3. Begin wrapping all three strands of wire, as one unit, back toward the bend of the hook in tight, abutting turns. Continue wrapping the wire back to the hook bend, leaving a short tag of Mirage Tinsel sticking out past the end of the wire body. Grasp the ends of all three wire strands close to the hook and helicopter (twist around in a circle like a helicopter blade) the wire until it breaks off flush.
4. Invert the hook in the vise. Place a set of melted mono eyes about an eye length back from the hook eye. Make three or four turns of thread from the back of the eyes on the near side to the front of the eyes on the far side, forming the first leg of an X wrap. Make three or four more wraps in the opposite direction, from the near front to far back side of the eyes to square them up on the hook. Repeat the process one more time to anchor the eyes firmly in place.
5. Select a straight marabou feather with a square tip. Clip the tip out of the feather and wet it a bit to tame the fibers down. Measure the marabou feather against the hook so it extends from just behind the eyes to about a shank length beyond the hook bend.

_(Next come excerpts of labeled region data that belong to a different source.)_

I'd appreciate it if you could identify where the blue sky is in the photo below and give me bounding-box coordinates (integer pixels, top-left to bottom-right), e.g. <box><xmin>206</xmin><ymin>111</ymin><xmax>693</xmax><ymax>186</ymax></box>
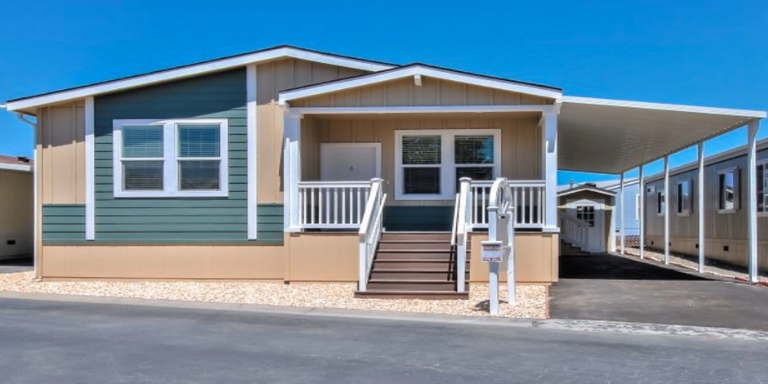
<box><xmin>0</xmin><ymin>0</ymin><xmax>768</xmax><ymax>184</ymax></box>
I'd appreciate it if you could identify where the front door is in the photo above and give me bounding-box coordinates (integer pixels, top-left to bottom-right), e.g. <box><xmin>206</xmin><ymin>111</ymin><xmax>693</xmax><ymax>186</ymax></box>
<box><xmin>568</xmin><ymin>199</ymin><xmax>607</xmax><ymax>252</ymax></box>
<box><xmin>320</xmin><ymin>143</ymin><xmax>381</xmax><ymax>181</ymax></box>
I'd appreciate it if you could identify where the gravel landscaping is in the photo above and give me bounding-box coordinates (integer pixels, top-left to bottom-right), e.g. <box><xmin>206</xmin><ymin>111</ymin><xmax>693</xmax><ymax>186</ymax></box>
<box><xmin>0</xmin><ymin>272</ymin><xmax>547</xmax><ymax>319</ymax></box>
<box><xmin>625</xmin><ymin>248</ymin><xmax>768</xmax><ymax>284</ymax></box>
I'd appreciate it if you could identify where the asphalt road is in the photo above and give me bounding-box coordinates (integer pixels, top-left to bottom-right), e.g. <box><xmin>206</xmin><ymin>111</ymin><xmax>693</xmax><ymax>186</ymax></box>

Wet the tip of the feather with your mouth, hold the feather in place just behind the eyes with your thread hand to measure it once more, and then reach in and transfer the marabou feather to your material hand. Catch the base of the marabou feather with a couple turns of thread to anchor it squarely on top (really the bottom) of the hook.
6. Select a well-marked dyed gold mallard flank feather and preen out four or six fibers so their tips are even. Peel the fibers from the stem and divide them slightly. Lay the mallard fibers up against the hook so the tips reach about two-thirds of the way up the wing and there is one bunch of two or three fibers on each side of the hook point. Pinch the mallard fibers down right behind the eyes on either side of the wing and hook point using your material hand. Use two wraps over the mallard fibers to bind them in place. Clip the butt ends of the mallard fibers off flush at the eyes.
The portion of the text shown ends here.